With no guaranteed income during one of life's priciest events comes a flood of proposed solutions, mostly from the left. Democratic presidential candidate Hillary Clinton has called for 12 weeks of partly paid leave . Sen. Bernie Sanders of Vermont has proposed the same. San Francisco this month became the first U.S. city to require businesses to cover six weeks of parental leave at full wages.
And a group of conservative thinkers in Washington wants to deviate from these concepts, promoting an alternative that shifts responsibility from taxpayers and companies to the individual.
Think of it as a 401(k) but for maternity leave.
The recommendation is part of a bundle of family-friendly policy proposals from the Independent Women's Forum, a right-leaning think tank in Washington.
Such a report is rare, because Democrats have traditionally focused on the struggles of working mothers and because Republicans have long argued that boosting the economy will boost everyone. (For context, Sen. Marco Rubio of Florida made history last year when he became the first Republican candidate to release a paid-leave plan.)
But liberals shouldn't continue to dominate the discussion, said Sabrina Schaeffer, IWF's executive director. Republican lawmakers ignore reality when they gloss over parents' needs, she said, and it's also a political blunder to let one side own an increasingly hot issue.
"We're responding to the progressive feminist and Democratic ideas about how to best help women in the workplace," Schaeffer said. "We want to recognize that people's lives aren't static and give them flexibility."
IWF proposes that states, which can move more nimbly than the federal government, create their own gender-neutral Personal Care Accounts (PCA) for potential parents to fill with tax-free savings, with as much as $30,000 during a lifetime.
Workers would be allowed to store the equivalent of 12 weeks pay per year, capped at a maximum of $5,000 annually.
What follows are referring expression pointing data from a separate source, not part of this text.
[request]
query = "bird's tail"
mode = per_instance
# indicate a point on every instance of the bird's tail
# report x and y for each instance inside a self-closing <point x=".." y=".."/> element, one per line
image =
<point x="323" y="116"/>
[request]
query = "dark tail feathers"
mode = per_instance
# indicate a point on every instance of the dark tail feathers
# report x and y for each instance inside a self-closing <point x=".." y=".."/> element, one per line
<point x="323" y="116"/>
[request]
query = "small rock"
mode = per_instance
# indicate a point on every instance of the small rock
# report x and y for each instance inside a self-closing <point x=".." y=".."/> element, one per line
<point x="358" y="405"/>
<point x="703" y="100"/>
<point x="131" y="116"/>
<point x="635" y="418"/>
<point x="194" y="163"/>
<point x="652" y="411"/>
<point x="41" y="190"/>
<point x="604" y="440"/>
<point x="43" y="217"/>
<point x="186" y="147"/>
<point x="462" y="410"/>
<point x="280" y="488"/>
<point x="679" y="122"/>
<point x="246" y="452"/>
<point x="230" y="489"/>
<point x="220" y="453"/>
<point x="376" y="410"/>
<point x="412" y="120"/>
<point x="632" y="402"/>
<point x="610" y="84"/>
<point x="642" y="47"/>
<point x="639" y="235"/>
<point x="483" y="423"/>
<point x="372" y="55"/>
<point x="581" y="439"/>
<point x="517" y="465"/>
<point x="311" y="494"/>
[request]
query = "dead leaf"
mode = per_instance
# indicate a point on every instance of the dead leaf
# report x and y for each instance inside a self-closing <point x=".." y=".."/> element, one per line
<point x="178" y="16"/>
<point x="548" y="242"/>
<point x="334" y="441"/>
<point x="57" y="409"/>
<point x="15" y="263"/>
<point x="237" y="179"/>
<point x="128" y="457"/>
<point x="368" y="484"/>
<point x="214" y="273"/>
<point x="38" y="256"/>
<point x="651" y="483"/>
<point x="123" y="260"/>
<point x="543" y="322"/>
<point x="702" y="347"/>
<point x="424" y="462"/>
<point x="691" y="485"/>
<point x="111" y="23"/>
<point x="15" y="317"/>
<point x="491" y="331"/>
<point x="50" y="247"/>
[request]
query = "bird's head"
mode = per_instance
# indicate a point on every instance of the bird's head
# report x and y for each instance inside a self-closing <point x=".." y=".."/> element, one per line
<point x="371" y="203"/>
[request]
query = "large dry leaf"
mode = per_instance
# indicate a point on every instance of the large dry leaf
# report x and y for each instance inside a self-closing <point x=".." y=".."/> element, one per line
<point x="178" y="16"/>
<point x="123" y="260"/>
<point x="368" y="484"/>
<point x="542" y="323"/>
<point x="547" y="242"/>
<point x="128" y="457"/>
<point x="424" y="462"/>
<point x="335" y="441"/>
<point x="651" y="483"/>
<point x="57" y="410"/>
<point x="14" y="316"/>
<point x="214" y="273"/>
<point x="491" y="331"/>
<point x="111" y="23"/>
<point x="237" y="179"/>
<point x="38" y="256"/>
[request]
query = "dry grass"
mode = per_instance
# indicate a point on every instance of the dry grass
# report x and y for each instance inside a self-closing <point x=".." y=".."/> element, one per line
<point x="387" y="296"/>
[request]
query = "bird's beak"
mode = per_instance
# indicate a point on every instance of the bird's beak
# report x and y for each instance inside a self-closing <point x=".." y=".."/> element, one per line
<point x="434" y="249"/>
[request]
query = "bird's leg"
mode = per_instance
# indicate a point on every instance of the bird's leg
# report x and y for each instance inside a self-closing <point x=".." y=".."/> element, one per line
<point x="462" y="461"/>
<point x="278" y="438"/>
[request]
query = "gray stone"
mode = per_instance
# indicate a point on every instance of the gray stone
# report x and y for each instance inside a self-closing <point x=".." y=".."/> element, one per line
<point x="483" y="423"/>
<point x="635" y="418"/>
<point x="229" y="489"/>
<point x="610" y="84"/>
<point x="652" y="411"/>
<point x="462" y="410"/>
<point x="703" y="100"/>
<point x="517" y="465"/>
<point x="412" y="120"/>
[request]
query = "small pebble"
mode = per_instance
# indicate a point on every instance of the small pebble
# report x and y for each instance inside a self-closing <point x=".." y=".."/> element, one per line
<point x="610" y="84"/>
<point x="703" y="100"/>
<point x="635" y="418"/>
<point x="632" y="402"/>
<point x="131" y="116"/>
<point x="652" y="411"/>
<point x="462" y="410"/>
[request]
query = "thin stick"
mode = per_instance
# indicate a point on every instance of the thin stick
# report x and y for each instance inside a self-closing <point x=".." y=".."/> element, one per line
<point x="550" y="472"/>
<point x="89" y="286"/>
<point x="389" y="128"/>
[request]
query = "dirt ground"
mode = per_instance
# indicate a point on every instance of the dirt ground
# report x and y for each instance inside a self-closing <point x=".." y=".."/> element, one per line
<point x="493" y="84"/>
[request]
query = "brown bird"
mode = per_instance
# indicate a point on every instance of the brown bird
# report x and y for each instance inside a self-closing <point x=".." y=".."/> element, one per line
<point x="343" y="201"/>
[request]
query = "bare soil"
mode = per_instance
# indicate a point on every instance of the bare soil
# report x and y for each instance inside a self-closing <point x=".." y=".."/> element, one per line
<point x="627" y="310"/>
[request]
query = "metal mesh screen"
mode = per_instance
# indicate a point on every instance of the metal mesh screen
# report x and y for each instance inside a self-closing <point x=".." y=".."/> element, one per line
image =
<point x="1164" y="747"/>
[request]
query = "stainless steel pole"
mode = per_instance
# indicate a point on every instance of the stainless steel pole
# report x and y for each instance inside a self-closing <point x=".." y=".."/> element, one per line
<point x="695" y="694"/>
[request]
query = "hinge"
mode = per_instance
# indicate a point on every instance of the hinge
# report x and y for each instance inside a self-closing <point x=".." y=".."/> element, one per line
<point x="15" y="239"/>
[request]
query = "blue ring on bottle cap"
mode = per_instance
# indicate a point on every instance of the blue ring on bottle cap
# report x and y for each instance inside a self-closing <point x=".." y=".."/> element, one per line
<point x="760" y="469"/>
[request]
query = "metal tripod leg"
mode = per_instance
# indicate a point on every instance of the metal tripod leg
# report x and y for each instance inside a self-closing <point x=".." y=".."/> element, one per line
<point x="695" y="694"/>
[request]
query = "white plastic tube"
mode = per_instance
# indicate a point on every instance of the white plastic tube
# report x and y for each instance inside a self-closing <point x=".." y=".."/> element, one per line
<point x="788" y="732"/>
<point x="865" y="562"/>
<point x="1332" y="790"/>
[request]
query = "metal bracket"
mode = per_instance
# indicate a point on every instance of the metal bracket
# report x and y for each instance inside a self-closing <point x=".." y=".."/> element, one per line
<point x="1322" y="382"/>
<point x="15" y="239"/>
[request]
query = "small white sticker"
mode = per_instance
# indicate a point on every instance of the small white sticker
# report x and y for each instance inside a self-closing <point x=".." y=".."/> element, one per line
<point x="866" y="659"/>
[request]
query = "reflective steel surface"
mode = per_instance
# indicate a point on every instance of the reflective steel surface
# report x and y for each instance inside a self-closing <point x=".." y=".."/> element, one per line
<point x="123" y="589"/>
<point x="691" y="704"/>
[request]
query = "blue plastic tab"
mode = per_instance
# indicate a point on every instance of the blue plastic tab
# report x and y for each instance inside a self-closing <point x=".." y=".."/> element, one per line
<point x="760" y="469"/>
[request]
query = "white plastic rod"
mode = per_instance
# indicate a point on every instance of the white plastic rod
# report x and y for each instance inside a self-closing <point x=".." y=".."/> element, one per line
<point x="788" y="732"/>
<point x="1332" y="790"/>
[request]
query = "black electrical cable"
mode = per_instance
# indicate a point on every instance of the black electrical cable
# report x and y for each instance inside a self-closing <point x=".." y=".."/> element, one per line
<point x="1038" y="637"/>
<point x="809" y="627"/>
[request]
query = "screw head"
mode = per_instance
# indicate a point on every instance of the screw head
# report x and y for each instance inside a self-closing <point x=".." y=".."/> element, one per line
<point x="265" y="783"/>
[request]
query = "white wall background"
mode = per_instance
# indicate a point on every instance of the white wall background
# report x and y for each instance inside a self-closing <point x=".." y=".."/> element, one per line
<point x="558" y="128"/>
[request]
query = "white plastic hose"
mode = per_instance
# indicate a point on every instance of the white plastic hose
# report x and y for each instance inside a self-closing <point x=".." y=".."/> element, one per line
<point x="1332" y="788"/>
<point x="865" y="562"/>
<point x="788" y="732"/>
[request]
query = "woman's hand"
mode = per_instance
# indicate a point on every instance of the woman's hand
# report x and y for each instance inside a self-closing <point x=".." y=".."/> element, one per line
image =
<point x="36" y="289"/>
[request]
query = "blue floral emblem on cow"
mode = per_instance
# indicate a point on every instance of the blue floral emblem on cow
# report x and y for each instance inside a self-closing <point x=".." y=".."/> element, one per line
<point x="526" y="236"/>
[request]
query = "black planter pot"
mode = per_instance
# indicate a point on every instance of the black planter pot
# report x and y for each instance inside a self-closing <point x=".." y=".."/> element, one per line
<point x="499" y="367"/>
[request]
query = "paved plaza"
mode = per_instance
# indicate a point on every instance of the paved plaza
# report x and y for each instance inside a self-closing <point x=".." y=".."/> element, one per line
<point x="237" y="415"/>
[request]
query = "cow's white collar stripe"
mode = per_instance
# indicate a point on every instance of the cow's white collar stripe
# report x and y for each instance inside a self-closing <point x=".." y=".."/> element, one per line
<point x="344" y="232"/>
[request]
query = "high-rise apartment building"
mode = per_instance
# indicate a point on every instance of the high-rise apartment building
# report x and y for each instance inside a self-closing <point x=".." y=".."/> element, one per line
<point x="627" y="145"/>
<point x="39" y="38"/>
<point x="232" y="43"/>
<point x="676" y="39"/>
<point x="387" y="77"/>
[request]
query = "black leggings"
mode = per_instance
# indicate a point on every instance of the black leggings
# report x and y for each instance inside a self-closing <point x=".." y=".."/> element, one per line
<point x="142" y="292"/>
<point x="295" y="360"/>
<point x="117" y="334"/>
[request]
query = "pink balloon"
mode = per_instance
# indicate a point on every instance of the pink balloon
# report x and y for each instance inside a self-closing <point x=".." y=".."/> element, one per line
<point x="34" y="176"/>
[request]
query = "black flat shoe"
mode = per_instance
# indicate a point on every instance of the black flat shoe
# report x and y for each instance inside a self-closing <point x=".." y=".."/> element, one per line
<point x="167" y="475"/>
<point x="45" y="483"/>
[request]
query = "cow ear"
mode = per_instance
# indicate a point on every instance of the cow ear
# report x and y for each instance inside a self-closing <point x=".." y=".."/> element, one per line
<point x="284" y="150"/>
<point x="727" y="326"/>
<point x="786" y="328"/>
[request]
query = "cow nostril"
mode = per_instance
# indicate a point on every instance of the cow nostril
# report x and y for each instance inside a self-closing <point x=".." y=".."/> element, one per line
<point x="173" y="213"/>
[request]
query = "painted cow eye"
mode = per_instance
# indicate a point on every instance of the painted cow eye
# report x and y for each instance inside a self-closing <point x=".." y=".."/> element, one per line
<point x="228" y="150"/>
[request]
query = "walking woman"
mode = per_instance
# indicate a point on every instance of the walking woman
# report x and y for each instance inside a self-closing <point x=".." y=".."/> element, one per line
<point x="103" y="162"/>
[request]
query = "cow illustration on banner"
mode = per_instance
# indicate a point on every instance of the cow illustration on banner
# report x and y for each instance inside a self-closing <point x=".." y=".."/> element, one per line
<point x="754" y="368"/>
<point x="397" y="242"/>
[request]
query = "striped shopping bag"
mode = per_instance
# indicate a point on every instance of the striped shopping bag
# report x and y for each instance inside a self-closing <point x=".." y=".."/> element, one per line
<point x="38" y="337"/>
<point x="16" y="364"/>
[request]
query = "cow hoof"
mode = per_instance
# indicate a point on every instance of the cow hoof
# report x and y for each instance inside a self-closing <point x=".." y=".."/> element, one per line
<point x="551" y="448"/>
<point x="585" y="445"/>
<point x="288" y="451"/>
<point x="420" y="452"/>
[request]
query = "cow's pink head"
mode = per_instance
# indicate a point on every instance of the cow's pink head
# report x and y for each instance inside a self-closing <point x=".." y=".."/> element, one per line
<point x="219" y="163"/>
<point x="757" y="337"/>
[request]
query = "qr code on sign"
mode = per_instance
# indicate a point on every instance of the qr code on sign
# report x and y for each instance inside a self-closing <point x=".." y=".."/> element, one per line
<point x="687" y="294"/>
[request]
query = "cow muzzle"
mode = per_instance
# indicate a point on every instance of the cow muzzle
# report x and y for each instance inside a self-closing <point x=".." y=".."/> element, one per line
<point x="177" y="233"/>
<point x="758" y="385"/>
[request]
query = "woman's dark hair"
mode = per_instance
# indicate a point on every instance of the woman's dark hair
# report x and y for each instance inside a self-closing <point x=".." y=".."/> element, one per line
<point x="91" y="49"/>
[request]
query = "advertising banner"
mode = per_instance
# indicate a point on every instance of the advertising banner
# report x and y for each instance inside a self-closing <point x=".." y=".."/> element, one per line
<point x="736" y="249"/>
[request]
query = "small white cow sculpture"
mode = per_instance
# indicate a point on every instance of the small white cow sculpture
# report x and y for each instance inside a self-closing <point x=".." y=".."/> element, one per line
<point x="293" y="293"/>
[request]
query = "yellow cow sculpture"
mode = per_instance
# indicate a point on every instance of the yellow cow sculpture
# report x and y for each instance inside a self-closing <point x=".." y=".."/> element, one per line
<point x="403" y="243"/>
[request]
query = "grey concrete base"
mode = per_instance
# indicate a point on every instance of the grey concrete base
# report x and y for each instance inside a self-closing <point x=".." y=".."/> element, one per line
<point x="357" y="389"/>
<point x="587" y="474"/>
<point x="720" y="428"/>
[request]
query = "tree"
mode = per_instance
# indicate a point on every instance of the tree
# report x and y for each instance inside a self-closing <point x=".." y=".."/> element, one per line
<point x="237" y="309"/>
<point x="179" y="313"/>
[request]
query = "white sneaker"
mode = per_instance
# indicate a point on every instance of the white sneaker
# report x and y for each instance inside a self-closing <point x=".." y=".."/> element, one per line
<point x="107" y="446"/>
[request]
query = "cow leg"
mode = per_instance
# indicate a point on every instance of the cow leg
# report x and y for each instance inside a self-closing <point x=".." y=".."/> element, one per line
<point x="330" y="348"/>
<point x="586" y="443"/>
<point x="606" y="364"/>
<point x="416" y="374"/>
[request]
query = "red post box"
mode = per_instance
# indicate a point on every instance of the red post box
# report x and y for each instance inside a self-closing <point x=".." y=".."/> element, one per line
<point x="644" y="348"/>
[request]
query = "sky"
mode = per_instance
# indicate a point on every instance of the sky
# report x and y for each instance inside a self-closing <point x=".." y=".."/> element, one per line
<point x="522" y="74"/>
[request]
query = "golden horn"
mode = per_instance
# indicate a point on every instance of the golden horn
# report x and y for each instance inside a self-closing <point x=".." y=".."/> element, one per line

They could cash out only when they're eligible for extended leave under the Family Medical Leave Act, which provides most workers with 12 weeks of job-protected time off to care for a new child, tend to a sick relative or recover from an injury. The act, though, does not guarantee pay during that time.
Employers would also have the option to match contributions.
The approach resembles America's most popular way to save for retirement (and similar models that encourage people to put away funds for education and medical care), although the period to accrue interest would be much shorter. If a worker never uses the money, the fund would essentially become an Individual Retirement Account.
The PCAs, of course, couldn't help women who don't have money to contribute or those who become pregnant before a reservoir of cash accumulates. The accounts mostly would lift people who already have resources to stash and grow.
"Not everything is going to help every person," Schaeffer said. She and her colleagues also suggest giving tax breaks to small businesses that offer generous family-friendly benefits and simplifying the tax code to benefit families.
The IWF report argues that these strategies would take the burden off the employers — and shield women from the social consequences of one-size-fits-all policies.
The authors point to a 2015 study in Chile, which showed that, after the government told companies to provide childcare to working mothers, women's wages dropped. They also cite research from Cornell University economists Francine Blau and Lawrence Kahn, who found that women in European countries offering lengthy maternity leaves were promoted much less often than their American counterparts.
Jeffrey Hayes, program director of job quality and income security at the Institute for Women's Policy Research, questioned the effectiveness of IWF's proposal, saying more attention should be paid to young parents with the least financial security. Some work part time or for small firms that supply no benefits. Others carry thousands of dollars in student debt.
"Pregnancy tends to happen early in the life course," Hayes said. "You don't have time to build up much money."
About 88 percent of employees in the private sector have no access to paid family leave, leaving low-income workers with few options when a newborn arrives. Some women return to work a week after giving birth, he said. Some return before the incision from a Cesarian section heals.
Momentum to tackle the issue continues to grow nationwide. While California, Rhode Island, New Jersey and New York are so far the only states to offer new parents partial pay, advocates say lawmakers in at least 18 other states are considering implementing some form of the benefit.
The District could soon follow San Francisco's lead, with council members working on legislation that would provide new parents with 16 weeks of paid leave.